Rainbow Pizzelle

Photo by Stephanie Knewasser

From the kitchen of Stephanie Knewasser

Mix:

3 eggs

1 tsp vanilla

1/4 c & 2 Tbsp oil

1/3 c & 1Tbsp sugar

1 1/4 c flour

1 tsp baking powder

pinch salt

Drop by heaping teaspoon onto a hot pizzelle iron.

Cover with: confetti sprinkles

Don’t be stingy.

Keep closed as it sizzles and steams.

Done when edges are golden, 30 seconds to a minute.

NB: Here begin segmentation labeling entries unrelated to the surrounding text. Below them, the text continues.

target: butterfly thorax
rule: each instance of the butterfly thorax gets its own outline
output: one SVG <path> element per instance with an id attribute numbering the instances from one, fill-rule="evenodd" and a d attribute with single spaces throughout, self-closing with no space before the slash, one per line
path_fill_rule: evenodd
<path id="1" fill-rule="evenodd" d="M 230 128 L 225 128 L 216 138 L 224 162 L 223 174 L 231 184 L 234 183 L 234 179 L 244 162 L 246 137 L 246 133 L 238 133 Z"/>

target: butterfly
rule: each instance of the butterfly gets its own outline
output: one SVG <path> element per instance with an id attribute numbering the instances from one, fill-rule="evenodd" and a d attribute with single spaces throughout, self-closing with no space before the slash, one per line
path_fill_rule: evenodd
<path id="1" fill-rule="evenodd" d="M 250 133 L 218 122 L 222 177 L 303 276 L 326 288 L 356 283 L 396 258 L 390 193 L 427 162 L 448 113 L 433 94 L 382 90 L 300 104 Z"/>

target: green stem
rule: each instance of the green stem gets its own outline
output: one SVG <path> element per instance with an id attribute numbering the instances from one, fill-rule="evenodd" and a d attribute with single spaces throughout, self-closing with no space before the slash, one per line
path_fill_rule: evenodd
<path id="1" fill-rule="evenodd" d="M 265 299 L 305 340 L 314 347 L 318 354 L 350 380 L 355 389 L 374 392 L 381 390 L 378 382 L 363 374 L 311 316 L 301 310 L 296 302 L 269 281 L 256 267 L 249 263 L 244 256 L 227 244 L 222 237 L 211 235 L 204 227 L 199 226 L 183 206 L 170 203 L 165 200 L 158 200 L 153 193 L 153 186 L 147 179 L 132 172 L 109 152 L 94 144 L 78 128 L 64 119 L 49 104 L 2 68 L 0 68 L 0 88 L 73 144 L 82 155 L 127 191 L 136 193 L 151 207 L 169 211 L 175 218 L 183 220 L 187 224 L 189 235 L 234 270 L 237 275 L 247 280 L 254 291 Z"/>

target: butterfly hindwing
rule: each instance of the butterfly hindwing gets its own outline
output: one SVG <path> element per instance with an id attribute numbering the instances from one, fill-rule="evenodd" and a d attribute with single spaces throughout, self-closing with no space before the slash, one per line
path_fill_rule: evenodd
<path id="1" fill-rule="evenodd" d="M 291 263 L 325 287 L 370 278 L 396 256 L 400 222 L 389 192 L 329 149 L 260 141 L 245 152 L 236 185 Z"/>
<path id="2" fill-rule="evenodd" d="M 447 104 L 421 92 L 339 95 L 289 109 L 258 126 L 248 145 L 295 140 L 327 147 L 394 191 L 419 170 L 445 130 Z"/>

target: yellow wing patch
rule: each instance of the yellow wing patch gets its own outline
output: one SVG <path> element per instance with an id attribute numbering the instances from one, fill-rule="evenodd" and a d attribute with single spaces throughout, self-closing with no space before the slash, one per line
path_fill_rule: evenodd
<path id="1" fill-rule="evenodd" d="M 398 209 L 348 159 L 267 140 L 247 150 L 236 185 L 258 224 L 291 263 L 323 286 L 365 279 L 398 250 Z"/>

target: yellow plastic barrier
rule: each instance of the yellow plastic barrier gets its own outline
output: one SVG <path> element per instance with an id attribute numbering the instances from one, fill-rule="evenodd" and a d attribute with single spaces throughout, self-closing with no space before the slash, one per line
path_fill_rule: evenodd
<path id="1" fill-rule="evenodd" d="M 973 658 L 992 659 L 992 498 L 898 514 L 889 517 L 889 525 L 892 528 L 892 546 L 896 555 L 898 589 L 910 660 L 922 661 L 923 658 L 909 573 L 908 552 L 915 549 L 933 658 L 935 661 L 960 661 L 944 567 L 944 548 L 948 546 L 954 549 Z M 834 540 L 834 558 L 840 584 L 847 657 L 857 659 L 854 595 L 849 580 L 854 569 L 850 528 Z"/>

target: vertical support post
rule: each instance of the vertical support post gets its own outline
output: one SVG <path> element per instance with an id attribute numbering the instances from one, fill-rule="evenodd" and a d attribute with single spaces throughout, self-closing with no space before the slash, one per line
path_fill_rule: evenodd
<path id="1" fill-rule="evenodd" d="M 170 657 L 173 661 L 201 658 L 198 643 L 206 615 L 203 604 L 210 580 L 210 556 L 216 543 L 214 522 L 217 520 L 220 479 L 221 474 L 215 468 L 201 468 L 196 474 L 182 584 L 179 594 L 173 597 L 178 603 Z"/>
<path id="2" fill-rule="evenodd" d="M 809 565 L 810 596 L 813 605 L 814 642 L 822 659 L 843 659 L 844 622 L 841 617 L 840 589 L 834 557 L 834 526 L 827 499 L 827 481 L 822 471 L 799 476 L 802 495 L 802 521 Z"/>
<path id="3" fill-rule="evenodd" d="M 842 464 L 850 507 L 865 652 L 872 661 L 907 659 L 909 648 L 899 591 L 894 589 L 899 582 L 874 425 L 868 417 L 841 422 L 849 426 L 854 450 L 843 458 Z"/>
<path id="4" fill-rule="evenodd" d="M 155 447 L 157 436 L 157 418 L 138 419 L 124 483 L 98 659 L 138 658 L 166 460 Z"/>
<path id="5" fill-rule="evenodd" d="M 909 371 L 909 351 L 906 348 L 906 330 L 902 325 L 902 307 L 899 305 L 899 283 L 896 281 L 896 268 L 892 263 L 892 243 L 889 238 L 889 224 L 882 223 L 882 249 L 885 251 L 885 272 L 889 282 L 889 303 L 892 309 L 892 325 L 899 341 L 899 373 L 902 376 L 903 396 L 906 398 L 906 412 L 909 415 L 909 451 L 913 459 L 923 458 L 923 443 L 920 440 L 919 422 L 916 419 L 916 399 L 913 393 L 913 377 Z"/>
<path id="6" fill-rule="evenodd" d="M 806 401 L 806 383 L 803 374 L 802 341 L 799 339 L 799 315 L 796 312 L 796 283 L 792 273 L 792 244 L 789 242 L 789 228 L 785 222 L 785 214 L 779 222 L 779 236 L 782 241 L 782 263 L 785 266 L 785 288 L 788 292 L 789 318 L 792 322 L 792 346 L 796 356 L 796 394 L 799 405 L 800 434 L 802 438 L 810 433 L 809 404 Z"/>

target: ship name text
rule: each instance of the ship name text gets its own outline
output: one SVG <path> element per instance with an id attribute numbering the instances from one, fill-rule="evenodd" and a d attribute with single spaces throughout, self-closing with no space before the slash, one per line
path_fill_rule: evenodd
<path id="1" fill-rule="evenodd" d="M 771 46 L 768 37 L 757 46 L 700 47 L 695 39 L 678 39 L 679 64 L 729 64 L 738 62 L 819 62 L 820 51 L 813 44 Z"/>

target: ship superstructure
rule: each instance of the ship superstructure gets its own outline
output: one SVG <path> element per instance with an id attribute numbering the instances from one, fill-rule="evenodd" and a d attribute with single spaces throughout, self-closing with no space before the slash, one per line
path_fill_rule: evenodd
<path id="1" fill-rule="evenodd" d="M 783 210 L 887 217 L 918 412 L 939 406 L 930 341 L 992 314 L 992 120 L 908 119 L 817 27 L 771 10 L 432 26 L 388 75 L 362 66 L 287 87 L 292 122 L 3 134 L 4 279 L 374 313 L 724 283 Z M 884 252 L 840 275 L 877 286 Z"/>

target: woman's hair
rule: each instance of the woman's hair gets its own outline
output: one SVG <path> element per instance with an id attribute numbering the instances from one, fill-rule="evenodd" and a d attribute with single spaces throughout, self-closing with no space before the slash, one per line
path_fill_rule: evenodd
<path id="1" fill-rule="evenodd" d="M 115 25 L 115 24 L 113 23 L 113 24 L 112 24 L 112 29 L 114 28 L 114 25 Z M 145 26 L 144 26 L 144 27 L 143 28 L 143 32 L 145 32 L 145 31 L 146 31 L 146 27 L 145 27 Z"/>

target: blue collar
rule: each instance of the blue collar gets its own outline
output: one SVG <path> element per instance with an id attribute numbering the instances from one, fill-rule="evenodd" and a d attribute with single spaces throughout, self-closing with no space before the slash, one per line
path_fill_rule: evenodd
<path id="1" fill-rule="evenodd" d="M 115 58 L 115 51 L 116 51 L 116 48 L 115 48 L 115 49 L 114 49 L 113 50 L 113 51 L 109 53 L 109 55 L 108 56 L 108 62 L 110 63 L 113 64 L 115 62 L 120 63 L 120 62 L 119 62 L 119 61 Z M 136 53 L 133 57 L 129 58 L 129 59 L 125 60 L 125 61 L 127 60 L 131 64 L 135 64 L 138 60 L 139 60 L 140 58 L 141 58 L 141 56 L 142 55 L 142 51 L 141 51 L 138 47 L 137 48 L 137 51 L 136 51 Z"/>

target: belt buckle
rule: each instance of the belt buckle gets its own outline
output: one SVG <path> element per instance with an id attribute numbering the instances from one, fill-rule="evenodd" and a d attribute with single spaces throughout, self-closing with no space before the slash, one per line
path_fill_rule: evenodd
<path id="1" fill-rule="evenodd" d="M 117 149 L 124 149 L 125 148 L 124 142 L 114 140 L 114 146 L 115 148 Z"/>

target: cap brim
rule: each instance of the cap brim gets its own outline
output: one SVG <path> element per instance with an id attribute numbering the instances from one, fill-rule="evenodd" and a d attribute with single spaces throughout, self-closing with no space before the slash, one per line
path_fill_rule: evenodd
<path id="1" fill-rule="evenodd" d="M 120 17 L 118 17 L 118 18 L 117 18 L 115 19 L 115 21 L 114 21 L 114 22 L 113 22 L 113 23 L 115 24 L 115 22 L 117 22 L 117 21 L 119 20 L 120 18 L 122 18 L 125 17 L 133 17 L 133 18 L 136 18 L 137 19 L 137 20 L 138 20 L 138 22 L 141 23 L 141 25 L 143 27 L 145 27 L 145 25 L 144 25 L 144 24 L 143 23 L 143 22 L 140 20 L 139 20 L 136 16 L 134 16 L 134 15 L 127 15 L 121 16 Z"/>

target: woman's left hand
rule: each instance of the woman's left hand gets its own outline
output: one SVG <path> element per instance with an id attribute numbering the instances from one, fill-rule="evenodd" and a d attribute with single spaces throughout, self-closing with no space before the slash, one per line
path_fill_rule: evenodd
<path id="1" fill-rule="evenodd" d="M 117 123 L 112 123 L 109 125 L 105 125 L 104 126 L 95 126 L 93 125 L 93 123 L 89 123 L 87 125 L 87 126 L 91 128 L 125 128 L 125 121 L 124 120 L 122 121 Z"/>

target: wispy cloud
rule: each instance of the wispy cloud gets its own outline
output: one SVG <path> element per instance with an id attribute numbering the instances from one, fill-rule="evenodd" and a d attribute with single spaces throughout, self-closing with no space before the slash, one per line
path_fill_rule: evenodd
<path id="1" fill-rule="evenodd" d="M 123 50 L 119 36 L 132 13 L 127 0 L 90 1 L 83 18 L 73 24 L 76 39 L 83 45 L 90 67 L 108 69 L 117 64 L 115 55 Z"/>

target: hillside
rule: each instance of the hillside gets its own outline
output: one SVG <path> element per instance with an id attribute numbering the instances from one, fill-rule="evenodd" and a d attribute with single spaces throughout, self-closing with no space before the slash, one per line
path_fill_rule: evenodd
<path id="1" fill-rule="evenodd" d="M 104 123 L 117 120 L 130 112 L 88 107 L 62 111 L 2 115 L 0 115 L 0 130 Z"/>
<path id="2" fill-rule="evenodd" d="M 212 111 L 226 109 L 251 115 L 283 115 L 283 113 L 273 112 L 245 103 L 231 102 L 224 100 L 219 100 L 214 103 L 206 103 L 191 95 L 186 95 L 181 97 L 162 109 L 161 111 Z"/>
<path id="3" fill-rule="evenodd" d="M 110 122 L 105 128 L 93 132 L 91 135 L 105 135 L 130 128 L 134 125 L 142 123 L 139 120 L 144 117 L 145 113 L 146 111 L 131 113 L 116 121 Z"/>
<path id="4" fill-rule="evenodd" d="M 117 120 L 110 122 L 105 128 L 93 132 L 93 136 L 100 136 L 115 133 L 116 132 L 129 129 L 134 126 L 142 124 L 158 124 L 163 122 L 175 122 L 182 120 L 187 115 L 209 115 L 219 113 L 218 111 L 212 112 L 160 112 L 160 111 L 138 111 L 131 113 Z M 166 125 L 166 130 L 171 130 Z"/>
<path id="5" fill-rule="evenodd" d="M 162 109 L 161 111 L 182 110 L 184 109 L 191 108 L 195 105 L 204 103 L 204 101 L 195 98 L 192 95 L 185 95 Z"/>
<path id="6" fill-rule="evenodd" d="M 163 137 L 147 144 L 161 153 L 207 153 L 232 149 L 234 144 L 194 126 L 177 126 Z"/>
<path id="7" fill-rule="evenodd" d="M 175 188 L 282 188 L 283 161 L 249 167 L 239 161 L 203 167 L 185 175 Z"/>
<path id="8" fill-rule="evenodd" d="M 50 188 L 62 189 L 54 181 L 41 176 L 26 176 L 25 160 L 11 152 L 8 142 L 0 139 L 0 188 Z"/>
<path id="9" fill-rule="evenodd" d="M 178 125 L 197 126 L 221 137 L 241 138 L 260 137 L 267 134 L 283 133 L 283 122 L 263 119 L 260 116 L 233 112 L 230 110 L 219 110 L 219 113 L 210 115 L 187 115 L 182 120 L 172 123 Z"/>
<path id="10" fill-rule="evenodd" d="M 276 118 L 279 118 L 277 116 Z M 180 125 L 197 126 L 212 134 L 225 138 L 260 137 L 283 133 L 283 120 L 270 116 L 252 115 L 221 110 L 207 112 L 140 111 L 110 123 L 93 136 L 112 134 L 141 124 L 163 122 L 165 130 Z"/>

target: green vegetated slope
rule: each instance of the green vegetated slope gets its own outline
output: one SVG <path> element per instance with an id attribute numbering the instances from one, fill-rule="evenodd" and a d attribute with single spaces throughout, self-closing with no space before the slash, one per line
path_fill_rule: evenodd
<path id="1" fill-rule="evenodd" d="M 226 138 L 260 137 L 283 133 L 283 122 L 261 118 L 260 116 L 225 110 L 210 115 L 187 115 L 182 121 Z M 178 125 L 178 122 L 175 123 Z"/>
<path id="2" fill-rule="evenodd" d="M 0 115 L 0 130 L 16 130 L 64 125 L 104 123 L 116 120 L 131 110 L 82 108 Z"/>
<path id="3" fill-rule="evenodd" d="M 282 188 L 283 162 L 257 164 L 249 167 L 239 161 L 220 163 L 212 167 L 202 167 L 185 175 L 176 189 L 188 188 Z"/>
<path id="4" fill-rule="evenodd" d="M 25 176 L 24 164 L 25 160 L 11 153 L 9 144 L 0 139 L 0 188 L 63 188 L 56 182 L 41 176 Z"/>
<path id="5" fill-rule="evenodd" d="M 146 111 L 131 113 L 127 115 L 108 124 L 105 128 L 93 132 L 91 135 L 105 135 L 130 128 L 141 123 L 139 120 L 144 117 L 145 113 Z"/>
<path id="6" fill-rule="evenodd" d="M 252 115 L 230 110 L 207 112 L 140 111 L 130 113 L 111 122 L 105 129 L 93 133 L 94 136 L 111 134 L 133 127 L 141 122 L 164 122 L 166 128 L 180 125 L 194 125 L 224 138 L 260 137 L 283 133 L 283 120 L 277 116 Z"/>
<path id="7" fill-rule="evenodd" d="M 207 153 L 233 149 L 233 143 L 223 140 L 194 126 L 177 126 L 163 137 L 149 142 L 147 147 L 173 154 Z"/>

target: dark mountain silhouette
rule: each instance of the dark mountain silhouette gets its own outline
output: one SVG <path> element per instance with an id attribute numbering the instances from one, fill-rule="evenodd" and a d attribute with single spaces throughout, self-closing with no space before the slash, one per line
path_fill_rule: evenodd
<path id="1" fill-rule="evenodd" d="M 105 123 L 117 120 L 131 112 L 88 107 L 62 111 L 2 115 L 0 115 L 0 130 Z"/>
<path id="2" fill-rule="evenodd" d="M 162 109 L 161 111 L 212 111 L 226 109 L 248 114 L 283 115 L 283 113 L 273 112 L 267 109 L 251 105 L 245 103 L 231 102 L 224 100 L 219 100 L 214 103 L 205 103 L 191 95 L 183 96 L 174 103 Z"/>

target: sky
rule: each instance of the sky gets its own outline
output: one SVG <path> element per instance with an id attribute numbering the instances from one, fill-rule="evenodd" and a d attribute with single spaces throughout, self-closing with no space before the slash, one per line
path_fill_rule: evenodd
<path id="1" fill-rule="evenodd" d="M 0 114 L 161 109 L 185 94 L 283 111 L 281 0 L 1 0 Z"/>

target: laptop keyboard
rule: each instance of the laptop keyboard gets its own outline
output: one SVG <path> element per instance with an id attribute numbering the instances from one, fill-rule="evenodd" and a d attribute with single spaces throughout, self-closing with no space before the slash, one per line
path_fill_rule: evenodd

Use fork to remove to cooling rack.

Lay flat until cooled.

Store at room temp.

Last almost a week in cool weather.

Makes 45 cookies

 

NOTES

  • If you have a new pizzelle iron, you may need to lightly coat it with oil to avoid sticking.
  • To clean up any stray sprinkles that may stick to the iron: don’t add sprinkles to the last few pizzelle. Put the batter where the sprinkles are. The sprinkles will bake into the pizzelle leaving the iron clean.
Top with as many sprinkles as you can.
Notice that the center, where the pizzelle cooks, is clean.
The only sprinkles that remain on the iron, are those that didn’t touch batter.
To clean stray sprinkles, don’t add sprinkles to the last few pizzelle. Instead, use the batter where the sprinkles are.
One side will look like the above picture, the other will look like this. I think the other side is prettier & consider that the “front.”